Equilateral Triangle Area Calculator
Calculate the area of an equilateral triangle from just its side length.
Returns area, height, perimeter, and inradius in any common unit.
An equilateral triangle has three equal sides and three 60° angles. Given just the side, every other measurement falls out of the formulas.
Area formula:
A = (√3 / 4) × s²
Numerically, that’s about 0.4330 × s². A 10 cm equilateral triangle has area 43.30 cm².
Where the √3 comes from: drop a perpendicular from one vertex to the opposite side. It bisects the side, and you get a 30-60-90 right triangle. The long leg of that right triangle is s√3/2 — that’s the height of the equilateral.

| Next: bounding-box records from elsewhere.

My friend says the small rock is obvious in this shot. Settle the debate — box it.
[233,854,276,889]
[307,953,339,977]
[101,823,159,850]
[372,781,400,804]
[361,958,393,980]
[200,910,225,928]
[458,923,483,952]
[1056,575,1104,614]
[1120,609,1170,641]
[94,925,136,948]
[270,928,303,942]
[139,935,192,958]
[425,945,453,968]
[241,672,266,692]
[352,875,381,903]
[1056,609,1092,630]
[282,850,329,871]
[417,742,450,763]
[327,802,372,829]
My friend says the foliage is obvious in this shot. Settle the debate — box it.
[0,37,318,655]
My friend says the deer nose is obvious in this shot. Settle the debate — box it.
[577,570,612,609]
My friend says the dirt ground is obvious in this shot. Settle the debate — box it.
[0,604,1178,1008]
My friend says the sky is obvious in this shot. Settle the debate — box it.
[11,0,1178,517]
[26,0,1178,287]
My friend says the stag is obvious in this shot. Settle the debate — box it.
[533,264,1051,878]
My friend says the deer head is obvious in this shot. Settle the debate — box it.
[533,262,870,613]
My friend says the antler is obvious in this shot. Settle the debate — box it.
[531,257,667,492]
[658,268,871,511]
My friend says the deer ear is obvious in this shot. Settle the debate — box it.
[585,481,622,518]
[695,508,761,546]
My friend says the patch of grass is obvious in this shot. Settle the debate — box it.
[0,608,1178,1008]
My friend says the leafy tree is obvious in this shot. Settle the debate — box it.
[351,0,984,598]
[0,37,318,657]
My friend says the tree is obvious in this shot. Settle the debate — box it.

Multiply ½ × base × height with base = s and height = s√3/2 and you get the formula.
Other measurements from the same side s:
- Height: h = s × √3 / 2 ≈ 0.866 × s
- Inradius (inscribed circle radius): r = s × √3 / 6 ≈ 0.289 × s
- Circumradius (circumscribed circle radius): R = s × √3 / 3 ≈ 0.577 × s
- Perimeter: P = 3s
Where equilateral triangles show up:
- Warning signs in many countries (yield, hazard) are equilateral triangles. A US “Yield” sign is 36 in on each side, area 561.2 sq in.
- Geodesic domes are built from equilateral triangles. A 4 ft side panel covers 6.93 sq ft.
- The triangular Toblerone bar cross-section is equilateral (approximately).
- The triangular face of a regular tetrahedron is equilateral, as is the face of an octahedron and an icosahedron.
- Bicycle frame triangles approximate equilateral for a balanced ride feel — though most actual frames are slightly stretched.
Worked example — banner for a kids’ party:
You’re cutting equilateral triangle pennants 6 in on a side. Area per pennant = 0.4330 × 36 = 15.59 sq in. For 20 pennants you need 312 sq in of fabric = about 2.17 sq ft. Buy a yard of 36-inch fabric (9 sq ft) and you have plenty of room for waste and seam allowance.
Why this shape is structurally efficient: the equilateral triangle is the only triangle with all three angles equal. It also has the smallest perimeter for a given area among all triangles — useful when minimizing the fence around a fixed triangular plot, or the seam length around a triangular cushion.